Registers HTTP-only runtime services for the web kernel: error page rendering, API authentication fallback, global middleware, middleware resolution, request dispatch, HTML minification, request inspection and HTTP log context.

HttpServiceProvider registers ErrorPageRenderer, ApiAuthenticatorInterface with NullApiAuthenticator, MiddlewareResolver, MiddlewareStack, DispatchRequestHandler, HttpRequestInspector, HttpLogContext, HtmlMinifier and the built-in middleware classes used by the default stack.

The default MiddlewareStack runs global PSR-15 middleware before route dispatch: RequestLoggingMiddleware, BenchmarkMiddleware, ErrorHandlingMiddleware, CorsMiddleware, PoweredByMiddleware, HtmlMinifyMiddleware, ApiAuthorizationMiddleware and OptionsMiddleware.

Kernel::run() bootstraps HTTP providers and delegates to Framework::run(). The framework creates a request from globals when none is supplied, resolves global middleware through the container, builds a MiddlewarePipeline and falls back to DispatchRequestHandler for route matching and controller execution.

DispatchRequestHandler matches the route, creates a controller request handler and resolves route-level middleware configured on the matched route. Route middleware is executed after the global stack and before the controller action.

Applications can configure the global stack through Framework::middleware(). MiddlewareStack supports add(), prepend(), insertBefore(), insertAfter(), remove() and all(); middleware classes must resolve to PSR-15 MiddlewareInterface instances.

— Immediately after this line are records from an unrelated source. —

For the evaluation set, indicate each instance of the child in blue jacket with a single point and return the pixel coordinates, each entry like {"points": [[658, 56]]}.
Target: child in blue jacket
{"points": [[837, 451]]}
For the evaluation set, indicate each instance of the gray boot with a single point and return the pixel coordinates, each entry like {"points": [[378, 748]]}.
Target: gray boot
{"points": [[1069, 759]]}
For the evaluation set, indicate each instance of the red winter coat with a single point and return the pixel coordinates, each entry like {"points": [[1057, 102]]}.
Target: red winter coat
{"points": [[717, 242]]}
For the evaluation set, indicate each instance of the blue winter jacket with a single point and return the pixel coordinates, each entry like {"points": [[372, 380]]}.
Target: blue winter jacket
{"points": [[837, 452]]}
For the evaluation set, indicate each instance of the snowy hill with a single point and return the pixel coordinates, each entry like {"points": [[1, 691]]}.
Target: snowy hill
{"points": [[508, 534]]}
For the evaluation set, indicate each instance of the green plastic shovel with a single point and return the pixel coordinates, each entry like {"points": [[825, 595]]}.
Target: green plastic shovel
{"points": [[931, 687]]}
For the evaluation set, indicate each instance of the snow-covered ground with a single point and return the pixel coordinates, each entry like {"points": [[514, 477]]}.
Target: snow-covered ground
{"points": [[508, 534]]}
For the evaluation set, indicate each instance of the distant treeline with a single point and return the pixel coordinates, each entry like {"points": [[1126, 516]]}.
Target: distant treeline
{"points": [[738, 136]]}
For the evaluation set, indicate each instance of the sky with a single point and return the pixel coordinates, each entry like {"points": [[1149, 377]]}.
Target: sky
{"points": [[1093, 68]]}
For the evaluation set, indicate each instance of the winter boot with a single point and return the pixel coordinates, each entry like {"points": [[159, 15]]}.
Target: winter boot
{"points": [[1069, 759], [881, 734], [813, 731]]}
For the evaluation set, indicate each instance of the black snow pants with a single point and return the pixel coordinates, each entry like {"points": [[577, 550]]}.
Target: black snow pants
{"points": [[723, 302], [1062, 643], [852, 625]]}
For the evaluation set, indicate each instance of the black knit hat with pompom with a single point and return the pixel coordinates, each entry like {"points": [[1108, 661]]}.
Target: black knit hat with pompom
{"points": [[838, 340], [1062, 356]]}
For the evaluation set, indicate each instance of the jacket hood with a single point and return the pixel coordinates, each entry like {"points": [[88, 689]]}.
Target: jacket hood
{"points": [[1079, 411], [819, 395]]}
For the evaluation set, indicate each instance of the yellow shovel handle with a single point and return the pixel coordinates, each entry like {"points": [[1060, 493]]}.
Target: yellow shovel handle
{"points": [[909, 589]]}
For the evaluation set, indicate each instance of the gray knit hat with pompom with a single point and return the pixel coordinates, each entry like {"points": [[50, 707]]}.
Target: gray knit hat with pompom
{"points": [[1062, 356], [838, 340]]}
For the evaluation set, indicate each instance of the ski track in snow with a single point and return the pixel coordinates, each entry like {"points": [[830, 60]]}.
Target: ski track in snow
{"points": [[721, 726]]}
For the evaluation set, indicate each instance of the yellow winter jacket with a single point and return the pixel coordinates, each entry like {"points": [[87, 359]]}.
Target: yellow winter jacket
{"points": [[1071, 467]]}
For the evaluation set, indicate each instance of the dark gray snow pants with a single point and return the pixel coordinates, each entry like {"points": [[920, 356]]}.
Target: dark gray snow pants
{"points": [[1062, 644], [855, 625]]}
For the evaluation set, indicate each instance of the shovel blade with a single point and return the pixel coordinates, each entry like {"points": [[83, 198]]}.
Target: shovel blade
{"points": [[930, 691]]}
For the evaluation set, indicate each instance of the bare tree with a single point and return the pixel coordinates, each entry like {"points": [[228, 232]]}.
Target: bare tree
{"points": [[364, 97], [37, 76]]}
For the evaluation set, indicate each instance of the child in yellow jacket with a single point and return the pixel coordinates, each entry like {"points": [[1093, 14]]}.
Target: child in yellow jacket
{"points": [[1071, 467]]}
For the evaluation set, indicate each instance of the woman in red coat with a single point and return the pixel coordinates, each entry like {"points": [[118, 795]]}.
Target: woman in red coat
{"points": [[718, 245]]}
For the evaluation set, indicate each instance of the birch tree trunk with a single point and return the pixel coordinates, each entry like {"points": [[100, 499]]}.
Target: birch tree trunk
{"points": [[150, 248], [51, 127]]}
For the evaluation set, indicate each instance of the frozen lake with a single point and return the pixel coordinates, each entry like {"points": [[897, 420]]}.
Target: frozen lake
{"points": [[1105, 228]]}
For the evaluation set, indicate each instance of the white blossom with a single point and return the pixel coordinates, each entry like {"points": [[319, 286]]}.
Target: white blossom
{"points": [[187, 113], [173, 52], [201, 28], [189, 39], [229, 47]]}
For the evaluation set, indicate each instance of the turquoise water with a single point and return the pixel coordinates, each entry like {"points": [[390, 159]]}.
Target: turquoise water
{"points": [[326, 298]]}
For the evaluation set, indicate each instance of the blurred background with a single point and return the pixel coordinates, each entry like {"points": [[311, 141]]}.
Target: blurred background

ErrorHandlingMiddleware catches route-not-found and not-found exceptions as 404 responses and other throwables as 500 responses. It renders HTML through ErrorPageRenderer and logs exceptions through LogManager with HttpLogContext; error.log.not_found controls 404 exception logging.

RequestLoggingMiddleware logs completed responses when the request log channel is enabled. request.log.min_status can restrict logging to responses at or above a status code.

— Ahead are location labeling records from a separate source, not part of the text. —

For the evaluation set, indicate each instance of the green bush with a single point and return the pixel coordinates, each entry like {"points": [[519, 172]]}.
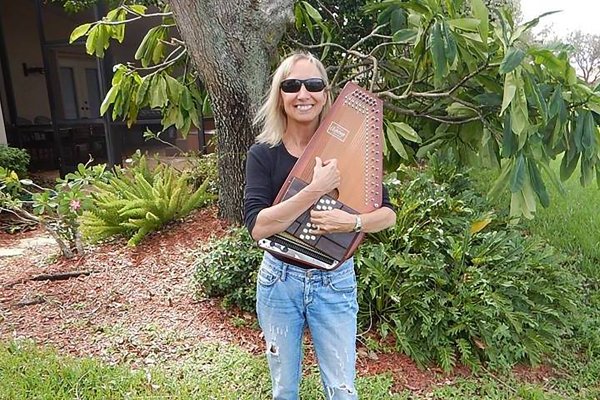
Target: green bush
{"points": [[227, 268], [139, 201], [451, 281], [14, 159], [204, 167]]}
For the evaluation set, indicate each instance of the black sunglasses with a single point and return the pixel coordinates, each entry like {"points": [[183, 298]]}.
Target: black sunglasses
{"points": [[294, 85]]}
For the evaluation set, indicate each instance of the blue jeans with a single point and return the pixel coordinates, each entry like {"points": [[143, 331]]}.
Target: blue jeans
{"points": [[290, 298]]}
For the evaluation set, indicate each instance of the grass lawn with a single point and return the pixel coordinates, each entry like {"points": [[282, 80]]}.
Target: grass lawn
{"points": [[28, 372]]}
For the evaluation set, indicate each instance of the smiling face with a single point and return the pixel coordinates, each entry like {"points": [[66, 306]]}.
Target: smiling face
{"points": [[303, 106]]}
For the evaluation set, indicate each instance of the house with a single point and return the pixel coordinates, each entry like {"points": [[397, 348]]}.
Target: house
{"points": [[51, 91]]}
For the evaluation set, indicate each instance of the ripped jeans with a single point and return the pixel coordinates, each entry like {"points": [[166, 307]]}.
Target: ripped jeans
{"points": [[289, 299]]}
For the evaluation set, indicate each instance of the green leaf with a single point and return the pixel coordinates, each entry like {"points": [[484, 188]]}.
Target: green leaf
{"points": [[186, 99], [109, 99], [480, 12], [138, 8], [158, 92], [579, 125], [509, 140], [312, 12], [142, 93], [395, 141], [298, 15], [587, 172], [512, 60], [405, 36], [517, 179], [533, 87], [588, 139], [78, 32], [568, 165], [537, 183], [510, 89], [450, 45], [174, 88], [90, 43], [460, 110], [407, 132], [438, 54], [466, 24], [502, 181], [398, 20]]}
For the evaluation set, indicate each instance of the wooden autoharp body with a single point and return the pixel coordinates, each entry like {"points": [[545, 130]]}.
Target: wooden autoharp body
{"points": [[351, 133]]}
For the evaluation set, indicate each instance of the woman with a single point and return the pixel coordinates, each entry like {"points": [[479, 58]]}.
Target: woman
{"points": [[291, 297]]}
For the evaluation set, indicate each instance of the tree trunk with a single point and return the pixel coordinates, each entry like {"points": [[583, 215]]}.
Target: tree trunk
{"points": [[230, 43]]}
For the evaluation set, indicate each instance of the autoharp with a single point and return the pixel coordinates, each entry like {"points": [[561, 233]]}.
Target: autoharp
{"points": [[352, 133]]}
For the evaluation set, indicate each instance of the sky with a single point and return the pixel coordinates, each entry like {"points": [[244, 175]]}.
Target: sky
{"points": [[576, 14]]}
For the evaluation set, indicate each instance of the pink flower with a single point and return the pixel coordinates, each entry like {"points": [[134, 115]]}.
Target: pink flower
{"points": [[75, 205]]}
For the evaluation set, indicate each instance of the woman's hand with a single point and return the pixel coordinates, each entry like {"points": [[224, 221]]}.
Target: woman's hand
{"points": [[326, 176], [332, 221]]}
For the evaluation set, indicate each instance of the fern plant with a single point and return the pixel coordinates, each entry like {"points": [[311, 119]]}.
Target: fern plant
{"points": [[137, 202]]}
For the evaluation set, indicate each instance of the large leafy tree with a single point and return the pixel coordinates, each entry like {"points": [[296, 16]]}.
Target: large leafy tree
{"points": [[454, 74]]}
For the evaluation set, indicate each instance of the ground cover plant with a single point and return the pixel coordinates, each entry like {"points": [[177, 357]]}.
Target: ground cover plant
{"points": [[227, 268]]}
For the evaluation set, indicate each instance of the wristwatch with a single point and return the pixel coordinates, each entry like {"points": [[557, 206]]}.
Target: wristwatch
{"points": [[358, 224]]}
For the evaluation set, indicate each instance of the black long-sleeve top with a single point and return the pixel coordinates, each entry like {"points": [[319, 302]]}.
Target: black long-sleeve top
{"points": [[266, 170]]}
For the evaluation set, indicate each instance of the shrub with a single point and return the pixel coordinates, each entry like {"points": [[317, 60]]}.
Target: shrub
{"points": [[12, 158], [227, 267], [139, 201], [450, 281]]}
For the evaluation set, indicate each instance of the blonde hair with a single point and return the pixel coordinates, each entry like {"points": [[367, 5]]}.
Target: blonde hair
{"points": [[271, 115]]}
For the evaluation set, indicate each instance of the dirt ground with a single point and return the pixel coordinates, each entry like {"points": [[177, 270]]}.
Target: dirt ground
{"points": [[138, 305]]}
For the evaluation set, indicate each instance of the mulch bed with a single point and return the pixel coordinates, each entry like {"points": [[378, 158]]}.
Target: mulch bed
{"points": [[137, 304]]}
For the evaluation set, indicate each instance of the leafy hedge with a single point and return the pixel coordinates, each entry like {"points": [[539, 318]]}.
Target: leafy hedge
{"points": [[450, 281], [227, 268]]}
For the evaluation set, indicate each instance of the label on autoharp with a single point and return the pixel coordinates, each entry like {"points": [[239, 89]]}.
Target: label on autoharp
{"points": [[337, 131]]}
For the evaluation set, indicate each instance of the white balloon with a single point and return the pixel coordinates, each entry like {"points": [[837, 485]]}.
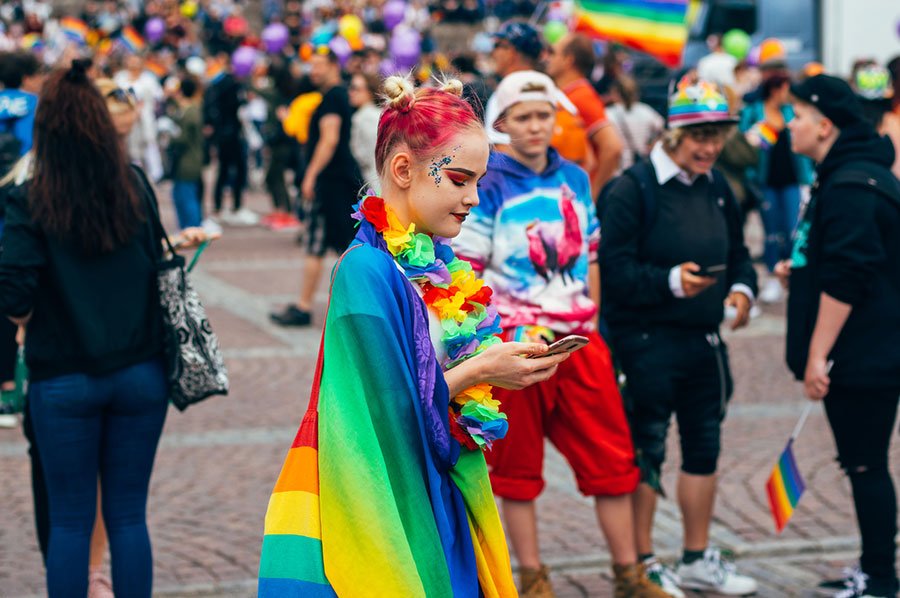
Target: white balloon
{"points": [[195, 66]]}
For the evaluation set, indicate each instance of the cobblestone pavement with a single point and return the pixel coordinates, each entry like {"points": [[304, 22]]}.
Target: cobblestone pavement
{"points": [[218, 461]]}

BenchmarkMiddleware creates or updates the current benchmark run, records request context, marks pipeline milestones, logs benchmark data when benchmark.log.enabled is true and can inject benchmark data into the response through BenchmarkResponseInjector.

CorsMiddleware uses cors.* config for allowed origins, methods, headers, exposed headers, credentials and max age. OptionsMiddleware returns a 204 response with an Allow header for implicit OPTIONS requests when a matching path has known allowed methods.

PoweredByMiddleware adds the framework powered-by header. HtmlMinifyMiddleware minifies non-empty text/html responses when html_minify.enabled is true and updates Content-Length.

ApiAuthorizationMiddleware checks registered API endpoints under api.prefix. Public endpoints pass through; protected endpoints use ApiAuthenticatorInterface and scope voting. The HTTP provider registers NullApiAuthenticator as the safe default, so applications must provide a real authenticator for protected APIs.

HttpServiceProvider is registered by the HTTP Kernel, not by CliKernel. CLI commands do not execute the HTTP middleware pipeline; CLI runtime uses ConsoleServiceProvider and CommandRegistry instead.

HttpServiceProvider owns HTTP middleware services and dispatch plumbing. Routing definitions belong to RoutingServiceProvider and app/Config/Routing.php; controllers and responses remain application code; authentication strategy for protected API endpoints is supplied by the application.